As representatives of proud manufacturing communities in the north-east of Wales, we see countless examples of the amazing work that trade unions—and in particular shop stewards like Unite's Daz Reynolds—do for our communities. Again, the work done at Airbus last year by Daz and Unite Wales the Union, to secure jobs, was a shining example of social partnership in action. Unions stepped in and negotiated a shorter working week, saving 360 highly skilled well-paid jobs.

Let's contrast that with what happens when employers do not work with unions and seek to undermine their workforce: the disgusting scandal of fire and rehire that seeks to lessen workers' terms and conditions with the threat of the sack if they don't agree. Such practices, as the First Minister so eloquently stated last week, have no place in Wales, and they have no place anywhere else. Deputy Llywydd, this practice is abhorrent, and we should all stand with unions to say it must stop. Warm words are not enough, and the UK Conservative Government should immediately ban fire and rehire. I, for one, am not interested in voluntary codes; working people need the full protection of the law.

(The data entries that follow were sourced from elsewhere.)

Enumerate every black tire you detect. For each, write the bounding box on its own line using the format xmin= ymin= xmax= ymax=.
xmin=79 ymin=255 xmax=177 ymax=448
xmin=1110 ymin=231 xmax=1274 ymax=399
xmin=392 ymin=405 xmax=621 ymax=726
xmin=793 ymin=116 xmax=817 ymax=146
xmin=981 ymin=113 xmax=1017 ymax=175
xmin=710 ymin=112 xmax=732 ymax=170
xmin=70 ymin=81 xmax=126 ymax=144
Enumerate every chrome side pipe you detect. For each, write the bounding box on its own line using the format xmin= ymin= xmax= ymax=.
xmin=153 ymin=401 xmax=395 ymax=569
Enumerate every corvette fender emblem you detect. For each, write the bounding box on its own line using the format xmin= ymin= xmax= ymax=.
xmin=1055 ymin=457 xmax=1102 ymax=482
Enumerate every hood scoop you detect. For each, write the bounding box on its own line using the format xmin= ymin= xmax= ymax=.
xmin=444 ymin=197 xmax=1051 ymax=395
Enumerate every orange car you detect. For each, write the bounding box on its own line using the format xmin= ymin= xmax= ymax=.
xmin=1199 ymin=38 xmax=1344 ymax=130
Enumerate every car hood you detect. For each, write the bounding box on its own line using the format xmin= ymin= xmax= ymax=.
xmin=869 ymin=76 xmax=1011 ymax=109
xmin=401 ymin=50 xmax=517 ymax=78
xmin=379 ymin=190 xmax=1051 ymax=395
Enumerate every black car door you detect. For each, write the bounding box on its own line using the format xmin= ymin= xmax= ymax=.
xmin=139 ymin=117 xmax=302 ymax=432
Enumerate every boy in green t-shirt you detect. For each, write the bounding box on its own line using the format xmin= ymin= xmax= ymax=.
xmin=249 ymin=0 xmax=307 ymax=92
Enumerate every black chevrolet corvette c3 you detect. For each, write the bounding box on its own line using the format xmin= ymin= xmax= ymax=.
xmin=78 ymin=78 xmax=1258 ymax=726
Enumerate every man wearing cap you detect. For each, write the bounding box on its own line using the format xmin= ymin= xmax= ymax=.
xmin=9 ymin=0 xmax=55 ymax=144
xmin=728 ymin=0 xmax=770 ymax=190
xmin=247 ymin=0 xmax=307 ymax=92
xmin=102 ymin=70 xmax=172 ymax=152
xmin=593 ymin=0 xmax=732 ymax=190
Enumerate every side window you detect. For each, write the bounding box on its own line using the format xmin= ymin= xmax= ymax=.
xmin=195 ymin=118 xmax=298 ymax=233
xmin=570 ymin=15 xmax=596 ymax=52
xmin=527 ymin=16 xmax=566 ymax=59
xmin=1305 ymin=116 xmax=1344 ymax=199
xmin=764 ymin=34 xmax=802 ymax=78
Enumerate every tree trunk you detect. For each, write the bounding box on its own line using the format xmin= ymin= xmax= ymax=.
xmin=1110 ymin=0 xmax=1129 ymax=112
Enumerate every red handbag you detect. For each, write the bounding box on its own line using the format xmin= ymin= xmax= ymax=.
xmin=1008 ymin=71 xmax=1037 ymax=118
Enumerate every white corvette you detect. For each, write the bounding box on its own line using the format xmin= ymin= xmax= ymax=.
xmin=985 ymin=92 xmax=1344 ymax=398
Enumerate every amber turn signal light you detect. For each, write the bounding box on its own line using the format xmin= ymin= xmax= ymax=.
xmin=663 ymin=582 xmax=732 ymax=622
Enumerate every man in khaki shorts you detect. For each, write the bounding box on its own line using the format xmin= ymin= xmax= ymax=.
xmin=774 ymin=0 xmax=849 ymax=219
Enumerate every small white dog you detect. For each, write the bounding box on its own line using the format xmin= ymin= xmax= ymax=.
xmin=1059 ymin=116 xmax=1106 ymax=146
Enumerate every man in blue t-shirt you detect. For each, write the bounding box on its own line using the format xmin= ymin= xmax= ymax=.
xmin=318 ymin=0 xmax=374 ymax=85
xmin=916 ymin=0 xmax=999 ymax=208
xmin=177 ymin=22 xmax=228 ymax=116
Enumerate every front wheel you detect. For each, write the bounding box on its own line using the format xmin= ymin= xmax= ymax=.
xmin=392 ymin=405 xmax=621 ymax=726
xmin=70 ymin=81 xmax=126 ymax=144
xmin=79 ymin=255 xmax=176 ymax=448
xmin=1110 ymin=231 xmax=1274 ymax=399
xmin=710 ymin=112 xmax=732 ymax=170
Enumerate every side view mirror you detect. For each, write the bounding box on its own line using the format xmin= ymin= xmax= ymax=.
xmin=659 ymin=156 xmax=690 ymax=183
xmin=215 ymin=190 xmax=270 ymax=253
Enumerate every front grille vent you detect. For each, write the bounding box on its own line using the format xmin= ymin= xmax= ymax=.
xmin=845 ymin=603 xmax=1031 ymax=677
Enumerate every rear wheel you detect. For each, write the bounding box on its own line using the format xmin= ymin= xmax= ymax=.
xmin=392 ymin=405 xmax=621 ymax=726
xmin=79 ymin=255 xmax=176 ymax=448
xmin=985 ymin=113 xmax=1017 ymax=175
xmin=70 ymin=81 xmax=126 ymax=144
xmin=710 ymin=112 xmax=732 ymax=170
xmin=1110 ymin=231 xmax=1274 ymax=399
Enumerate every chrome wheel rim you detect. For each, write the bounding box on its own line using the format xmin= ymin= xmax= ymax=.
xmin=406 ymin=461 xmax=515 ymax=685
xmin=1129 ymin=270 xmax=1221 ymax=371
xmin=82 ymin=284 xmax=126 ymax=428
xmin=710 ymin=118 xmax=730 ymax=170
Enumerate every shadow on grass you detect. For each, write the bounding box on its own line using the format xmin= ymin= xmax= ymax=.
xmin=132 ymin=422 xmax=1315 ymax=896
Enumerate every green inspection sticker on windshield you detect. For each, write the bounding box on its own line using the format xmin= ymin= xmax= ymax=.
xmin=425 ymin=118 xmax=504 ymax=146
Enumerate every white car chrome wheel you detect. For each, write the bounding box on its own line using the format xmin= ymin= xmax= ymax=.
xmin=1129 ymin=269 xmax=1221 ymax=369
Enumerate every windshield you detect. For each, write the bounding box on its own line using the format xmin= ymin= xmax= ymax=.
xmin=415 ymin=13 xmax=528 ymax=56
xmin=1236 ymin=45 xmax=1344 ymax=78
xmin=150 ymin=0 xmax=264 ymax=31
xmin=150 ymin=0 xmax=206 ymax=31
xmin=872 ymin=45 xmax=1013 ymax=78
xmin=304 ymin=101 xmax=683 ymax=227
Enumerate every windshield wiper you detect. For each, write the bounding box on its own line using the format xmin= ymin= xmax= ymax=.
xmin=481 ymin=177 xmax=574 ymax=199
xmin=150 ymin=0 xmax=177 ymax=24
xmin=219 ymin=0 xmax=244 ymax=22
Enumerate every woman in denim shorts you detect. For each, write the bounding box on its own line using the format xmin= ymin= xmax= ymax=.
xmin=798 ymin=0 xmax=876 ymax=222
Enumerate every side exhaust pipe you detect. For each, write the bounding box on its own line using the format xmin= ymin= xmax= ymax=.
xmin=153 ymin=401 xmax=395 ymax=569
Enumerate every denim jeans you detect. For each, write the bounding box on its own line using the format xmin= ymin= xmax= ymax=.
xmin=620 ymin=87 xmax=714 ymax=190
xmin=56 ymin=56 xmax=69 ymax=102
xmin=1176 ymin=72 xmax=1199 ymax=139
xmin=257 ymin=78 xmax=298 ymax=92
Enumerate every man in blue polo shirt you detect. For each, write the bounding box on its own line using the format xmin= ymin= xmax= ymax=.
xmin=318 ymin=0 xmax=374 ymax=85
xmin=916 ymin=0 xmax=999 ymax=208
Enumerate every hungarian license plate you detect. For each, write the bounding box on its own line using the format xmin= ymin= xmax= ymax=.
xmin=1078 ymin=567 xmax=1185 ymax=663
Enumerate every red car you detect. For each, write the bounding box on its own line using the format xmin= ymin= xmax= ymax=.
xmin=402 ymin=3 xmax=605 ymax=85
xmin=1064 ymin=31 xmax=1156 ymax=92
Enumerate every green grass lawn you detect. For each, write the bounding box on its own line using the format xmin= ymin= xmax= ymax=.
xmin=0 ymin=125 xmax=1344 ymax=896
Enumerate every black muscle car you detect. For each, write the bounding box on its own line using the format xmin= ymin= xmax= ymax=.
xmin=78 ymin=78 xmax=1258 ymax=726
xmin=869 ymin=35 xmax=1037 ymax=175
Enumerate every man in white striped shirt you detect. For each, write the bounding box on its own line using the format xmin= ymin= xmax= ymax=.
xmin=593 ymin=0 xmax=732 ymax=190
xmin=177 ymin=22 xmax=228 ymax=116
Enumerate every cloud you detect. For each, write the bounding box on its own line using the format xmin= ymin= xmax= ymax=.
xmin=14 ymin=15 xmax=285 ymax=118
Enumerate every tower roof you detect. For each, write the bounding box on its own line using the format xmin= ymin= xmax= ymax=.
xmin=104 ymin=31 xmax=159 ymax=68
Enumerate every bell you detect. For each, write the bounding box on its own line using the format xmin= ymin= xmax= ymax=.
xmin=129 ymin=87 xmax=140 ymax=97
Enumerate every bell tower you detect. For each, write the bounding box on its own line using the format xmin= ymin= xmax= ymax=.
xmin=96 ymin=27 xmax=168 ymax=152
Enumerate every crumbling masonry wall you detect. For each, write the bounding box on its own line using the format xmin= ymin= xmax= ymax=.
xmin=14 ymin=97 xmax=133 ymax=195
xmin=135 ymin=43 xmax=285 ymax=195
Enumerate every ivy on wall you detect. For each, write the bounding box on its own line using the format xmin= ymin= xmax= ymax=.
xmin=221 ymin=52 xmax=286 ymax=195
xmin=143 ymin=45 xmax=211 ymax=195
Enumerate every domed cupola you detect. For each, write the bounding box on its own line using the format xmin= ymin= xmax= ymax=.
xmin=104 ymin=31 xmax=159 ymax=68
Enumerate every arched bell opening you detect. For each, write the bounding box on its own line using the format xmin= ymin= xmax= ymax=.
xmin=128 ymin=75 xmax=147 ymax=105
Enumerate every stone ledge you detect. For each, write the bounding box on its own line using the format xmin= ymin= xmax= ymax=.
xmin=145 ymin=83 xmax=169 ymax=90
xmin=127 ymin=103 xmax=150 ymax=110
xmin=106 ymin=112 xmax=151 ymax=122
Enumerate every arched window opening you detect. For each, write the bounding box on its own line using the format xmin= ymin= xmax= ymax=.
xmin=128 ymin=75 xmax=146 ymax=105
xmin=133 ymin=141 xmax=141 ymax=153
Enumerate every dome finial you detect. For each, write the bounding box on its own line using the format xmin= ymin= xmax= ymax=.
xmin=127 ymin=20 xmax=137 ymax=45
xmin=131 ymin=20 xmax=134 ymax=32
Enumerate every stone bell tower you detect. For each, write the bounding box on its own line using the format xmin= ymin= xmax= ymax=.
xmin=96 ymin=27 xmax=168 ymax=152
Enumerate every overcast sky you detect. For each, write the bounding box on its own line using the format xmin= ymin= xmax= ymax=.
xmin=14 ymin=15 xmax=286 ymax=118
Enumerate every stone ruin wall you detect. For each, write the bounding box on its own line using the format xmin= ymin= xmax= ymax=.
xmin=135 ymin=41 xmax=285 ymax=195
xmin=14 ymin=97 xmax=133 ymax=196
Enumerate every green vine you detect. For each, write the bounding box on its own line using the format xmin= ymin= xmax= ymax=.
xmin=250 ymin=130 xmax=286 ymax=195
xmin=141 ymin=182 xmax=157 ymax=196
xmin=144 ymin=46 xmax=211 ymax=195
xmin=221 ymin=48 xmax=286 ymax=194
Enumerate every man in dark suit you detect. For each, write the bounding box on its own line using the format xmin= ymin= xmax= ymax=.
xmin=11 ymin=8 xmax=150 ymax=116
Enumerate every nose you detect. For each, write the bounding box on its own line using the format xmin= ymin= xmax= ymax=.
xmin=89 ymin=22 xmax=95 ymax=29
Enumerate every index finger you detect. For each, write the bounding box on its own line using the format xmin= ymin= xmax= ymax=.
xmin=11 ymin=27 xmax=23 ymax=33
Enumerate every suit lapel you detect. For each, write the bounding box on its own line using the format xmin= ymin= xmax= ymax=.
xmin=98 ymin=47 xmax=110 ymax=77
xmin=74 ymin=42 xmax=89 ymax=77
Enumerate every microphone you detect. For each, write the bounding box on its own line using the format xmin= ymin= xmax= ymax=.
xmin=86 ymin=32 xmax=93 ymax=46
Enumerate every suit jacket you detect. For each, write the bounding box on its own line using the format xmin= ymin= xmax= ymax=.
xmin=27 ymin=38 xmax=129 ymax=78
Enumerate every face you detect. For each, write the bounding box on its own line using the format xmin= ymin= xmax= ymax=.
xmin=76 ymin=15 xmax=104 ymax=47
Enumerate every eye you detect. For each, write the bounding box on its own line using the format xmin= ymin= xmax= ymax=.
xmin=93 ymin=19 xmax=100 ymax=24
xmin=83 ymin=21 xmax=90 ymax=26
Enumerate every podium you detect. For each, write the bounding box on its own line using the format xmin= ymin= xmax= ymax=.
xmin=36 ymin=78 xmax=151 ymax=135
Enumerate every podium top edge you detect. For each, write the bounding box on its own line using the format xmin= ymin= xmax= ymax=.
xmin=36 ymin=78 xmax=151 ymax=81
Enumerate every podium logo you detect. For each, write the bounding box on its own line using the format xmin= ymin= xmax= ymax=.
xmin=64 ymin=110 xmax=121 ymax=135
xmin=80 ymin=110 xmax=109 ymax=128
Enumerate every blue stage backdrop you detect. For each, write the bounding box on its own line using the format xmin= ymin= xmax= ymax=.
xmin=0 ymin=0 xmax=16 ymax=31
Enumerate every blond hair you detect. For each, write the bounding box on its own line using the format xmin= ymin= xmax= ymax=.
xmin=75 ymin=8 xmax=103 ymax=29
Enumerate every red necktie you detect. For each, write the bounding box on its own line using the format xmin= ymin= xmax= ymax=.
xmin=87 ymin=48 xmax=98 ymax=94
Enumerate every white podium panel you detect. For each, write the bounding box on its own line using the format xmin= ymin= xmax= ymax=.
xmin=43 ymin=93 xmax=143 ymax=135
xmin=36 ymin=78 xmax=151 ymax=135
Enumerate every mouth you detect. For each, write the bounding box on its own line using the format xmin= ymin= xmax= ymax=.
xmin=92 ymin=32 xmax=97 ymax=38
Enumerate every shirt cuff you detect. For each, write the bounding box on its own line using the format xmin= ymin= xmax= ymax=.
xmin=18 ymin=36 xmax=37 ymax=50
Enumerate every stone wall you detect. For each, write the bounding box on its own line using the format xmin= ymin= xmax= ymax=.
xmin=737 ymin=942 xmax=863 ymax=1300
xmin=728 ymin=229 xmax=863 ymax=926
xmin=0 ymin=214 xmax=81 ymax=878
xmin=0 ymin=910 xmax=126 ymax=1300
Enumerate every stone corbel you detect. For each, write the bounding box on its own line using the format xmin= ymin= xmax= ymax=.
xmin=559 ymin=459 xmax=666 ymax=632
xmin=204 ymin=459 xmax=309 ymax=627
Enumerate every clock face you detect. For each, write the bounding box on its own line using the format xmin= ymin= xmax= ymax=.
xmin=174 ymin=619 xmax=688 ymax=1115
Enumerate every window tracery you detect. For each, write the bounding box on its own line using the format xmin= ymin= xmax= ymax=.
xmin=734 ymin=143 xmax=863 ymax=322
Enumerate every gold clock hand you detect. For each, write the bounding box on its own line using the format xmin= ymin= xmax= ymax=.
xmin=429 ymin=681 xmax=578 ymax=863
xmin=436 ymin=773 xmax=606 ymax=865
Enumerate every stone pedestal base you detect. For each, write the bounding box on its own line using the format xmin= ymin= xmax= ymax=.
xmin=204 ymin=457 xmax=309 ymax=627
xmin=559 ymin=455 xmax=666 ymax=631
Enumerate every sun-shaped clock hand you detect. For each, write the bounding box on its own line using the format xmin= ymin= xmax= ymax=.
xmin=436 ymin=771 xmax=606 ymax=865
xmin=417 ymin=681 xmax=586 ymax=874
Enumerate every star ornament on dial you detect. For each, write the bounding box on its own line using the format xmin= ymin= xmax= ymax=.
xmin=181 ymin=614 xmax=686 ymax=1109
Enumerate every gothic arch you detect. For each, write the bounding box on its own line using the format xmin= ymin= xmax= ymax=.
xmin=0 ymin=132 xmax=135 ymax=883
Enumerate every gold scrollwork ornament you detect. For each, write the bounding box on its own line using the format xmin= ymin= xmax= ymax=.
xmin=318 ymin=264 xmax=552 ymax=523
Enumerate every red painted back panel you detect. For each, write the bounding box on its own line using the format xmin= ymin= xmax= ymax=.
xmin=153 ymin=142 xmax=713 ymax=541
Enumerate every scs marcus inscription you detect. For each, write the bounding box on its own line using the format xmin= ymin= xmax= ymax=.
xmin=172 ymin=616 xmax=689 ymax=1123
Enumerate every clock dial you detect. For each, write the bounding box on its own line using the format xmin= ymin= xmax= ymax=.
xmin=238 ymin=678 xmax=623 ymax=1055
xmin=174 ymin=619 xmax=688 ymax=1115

In Wales we have a chance to lead the way and build solidarity and fairness for working people into everything we do. There are two ways to bring this about: for Governments to commit to working in partnership with people and trade unions, and for us all to join the union and stand in solidarity with our colleagues.

In closing, Deputy Llywydd, unions have delivered so much for working people: workplace safety, paid leave, the weekend and so much more, and it is high time that we empowered them to deliver a fairer deal for working people. Diolch yn fawr.